- Racing Colours of John P McManus
- Sire: Dynaformer
- Dam: Angel In My Heart
- Damsire: Rainbow Quest
- Sex: Gelding
- Foaled: 17 February 2008
- Country: United States of America
- Colour: Bay
- Breeder: Flaxman Holdings Limited
- Owner: John P McManus
- Trainer: Gordon Elliott
- Record: 43:9,7,3
- Earnings: £569,061

= Cause of Causes (horse) =

American-bred Thoroughbred racehorse

Cause Of Causes (17 February 2008 – 19 April 2021) was an American-bred thoroughbred racehorse.

He was best known for three Cheltenham Festival victories.

==Career==
Cause Of Causes was bred in the United States by Flaxman Holdings. He won his first and only race on the flat in 2011 in France.

In 2012, training was switched from France to Ireland with Gordon Elliott as the horse was sold to the Timeform Betfair Racing Club. Success followed with victories at Kilbeggan, Downpatrick, Navan and Ascot. Ultimately, Cause Of Causes was entered into the 2013 Supreme Novices Hurdle at the Cheltenham Festival, finishing 7th.

Following this, prolific owner J P McManus acquired the horse. The first run in his colours was at Roscommon Racecourse on 10 June 2013.

The first victory for new owner McManus came at the Cheltenham Festival in 2015, winning the National Hunt Chase Challenge Cup ridden by Jamie Codd. A month later, Cause Of Causes would finish 8th in the Grand National at Aintree.

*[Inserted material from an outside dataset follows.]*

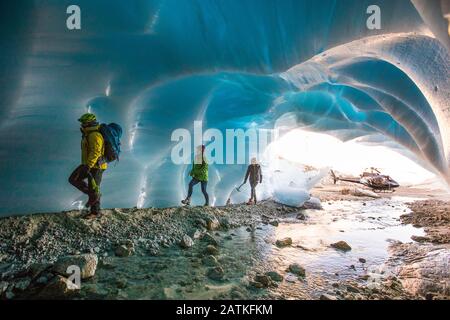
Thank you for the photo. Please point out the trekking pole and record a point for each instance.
(94, 184)
(238, 189)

After a lengthy break, Cause Of Causes won again at the 2016 Cheltenham Festival taking victory in the Fulke Walwyn Kim Muir Challenge Cup again with Codd as jockey.

A barren spell, including two races where he was pulled up would again follow. However, on return to Cheltenham in 2017, he would take his final race victory in the Glenfarclas Cross Country Chase. Cause Of Causes had another attempt at winning the Grand National at Aintree in the same year, finishing second to One For Arthur.

In 2018, Cause Of Causes would attempt to win another Cross Country Chase at Cheltenham but was pulled up. On 9 April 2018, Frank Berry who is McManus' racing manager confirmed he was retired due to injury.

Cause Of Causes died aged 13 of a heart attack at Martinstown Stud in Ireland.